May 21, 2021 | Food & Drink

A Taste of Lebanon

Author: Rachel Baillie

Illustrator:

Mankoushe Brunswick Daily

On this occasion, we will be travelling to the heart of Lebanon, and yet staying right at home in Brunswick. 

I recently dined at Mankoushe on Lygon Street with Pablo – co-founder at Brunswick Daily. We enjoyed sampling authentic Middle Eastern dishes and received an exclusive tour behind-the-scenes of the magic Mankoushe kitchen with Jad, one of the lovely business owners.
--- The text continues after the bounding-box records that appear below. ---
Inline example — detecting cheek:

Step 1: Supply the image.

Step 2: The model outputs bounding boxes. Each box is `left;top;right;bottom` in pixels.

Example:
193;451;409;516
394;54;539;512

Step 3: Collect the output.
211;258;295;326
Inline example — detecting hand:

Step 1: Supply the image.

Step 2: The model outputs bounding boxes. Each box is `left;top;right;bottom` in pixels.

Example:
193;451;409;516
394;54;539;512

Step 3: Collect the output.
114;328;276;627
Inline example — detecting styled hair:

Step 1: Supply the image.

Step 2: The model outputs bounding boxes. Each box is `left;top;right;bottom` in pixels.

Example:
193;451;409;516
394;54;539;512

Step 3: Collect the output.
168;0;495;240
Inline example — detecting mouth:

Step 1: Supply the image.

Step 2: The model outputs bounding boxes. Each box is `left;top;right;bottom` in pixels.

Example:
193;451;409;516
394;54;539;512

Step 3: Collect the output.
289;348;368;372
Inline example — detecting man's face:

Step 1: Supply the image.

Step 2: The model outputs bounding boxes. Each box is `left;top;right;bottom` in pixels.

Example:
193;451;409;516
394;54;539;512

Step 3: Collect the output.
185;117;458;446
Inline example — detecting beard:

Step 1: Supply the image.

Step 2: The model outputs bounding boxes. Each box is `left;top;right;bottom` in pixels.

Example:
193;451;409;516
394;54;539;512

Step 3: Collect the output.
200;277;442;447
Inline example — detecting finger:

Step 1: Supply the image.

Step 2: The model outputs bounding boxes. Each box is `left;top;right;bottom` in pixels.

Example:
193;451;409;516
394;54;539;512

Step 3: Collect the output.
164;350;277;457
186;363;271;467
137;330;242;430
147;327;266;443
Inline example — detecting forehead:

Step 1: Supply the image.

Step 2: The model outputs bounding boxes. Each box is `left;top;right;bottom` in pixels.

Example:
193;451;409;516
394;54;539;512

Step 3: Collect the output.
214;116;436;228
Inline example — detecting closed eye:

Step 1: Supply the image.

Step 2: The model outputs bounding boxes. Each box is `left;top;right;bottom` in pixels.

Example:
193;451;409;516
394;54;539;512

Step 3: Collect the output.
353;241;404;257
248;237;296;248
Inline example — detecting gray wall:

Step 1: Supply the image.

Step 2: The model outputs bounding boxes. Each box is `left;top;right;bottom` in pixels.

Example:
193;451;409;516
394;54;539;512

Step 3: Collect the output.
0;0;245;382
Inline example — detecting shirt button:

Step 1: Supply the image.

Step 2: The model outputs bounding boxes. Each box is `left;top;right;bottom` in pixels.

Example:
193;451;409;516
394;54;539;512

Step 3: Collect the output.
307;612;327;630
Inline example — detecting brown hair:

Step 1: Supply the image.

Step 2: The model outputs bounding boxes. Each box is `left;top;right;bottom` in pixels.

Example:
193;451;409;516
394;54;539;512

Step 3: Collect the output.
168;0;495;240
The restaurant interior is humble and warm, with various old-style decorations on the wall and a simple counter with a pastry cabinet. There are also vinyl records on display, including the famous Lebanese album “Mosiac of the Orient” by Elias Rahbani(the cover image of this article shows the album displayed at the bar – very much worth listening to).
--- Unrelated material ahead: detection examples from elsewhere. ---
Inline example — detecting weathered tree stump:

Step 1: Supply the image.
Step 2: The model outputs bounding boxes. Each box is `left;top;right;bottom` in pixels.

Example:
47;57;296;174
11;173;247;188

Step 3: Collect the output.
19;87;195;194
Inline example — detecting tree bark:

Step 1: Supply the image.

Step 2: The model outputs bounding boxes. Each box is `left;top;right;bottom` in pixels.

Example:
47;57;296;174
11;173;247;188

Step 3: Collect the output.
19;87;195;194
Mankoushe interiors - Brunswick Daily

Mankoushe interior is warm and humble. Photo: author

Pablo and I sat down at a small table next to the front counter, and were served the “Autumn” menu. Mankoushe rotate through seasonal menus, to make the most of their local in season produce. 

To start, we ordered the chawirma pide, described on the menu as “slow cooked lamb, tahini, onion, tomato, parsley and sumac”. I was pleasantly surprised when we received our dish to see it resembled a Middle Eastern pizza. But this was probably better than a pizza. Imagine the softest lamb, on the softest bread, with a creamy spiced tahini dressing. Pablo had ordered a glass of Lebanese red wine, and I had the cinnamon and cardamon tea, which tasted like a toasty cinnamon bun in a hot tea. 

Cinnamon and cardamon tea - Mankoushe

Cinnamon and cardamon tea, which tasted like a toasty cinnamon bun in a hot tea! Photo: author

For mains, we had to order off the Autumn menu. We chose the chicken thigh with spiced carrot, and our waiter recommended a matching salad, which contained apple, shanklish and pomegranate seeds. “Shanklish” is a type of cheese, prepared in-house at Mankoushe. I’m not usually a fan of fruit in savoury dishes, but this salad was delicious! The sweet pomegranate and apple, paired with a more tart cheese, balanced everything out and was a refreshing salad to have with our chicken thigh. 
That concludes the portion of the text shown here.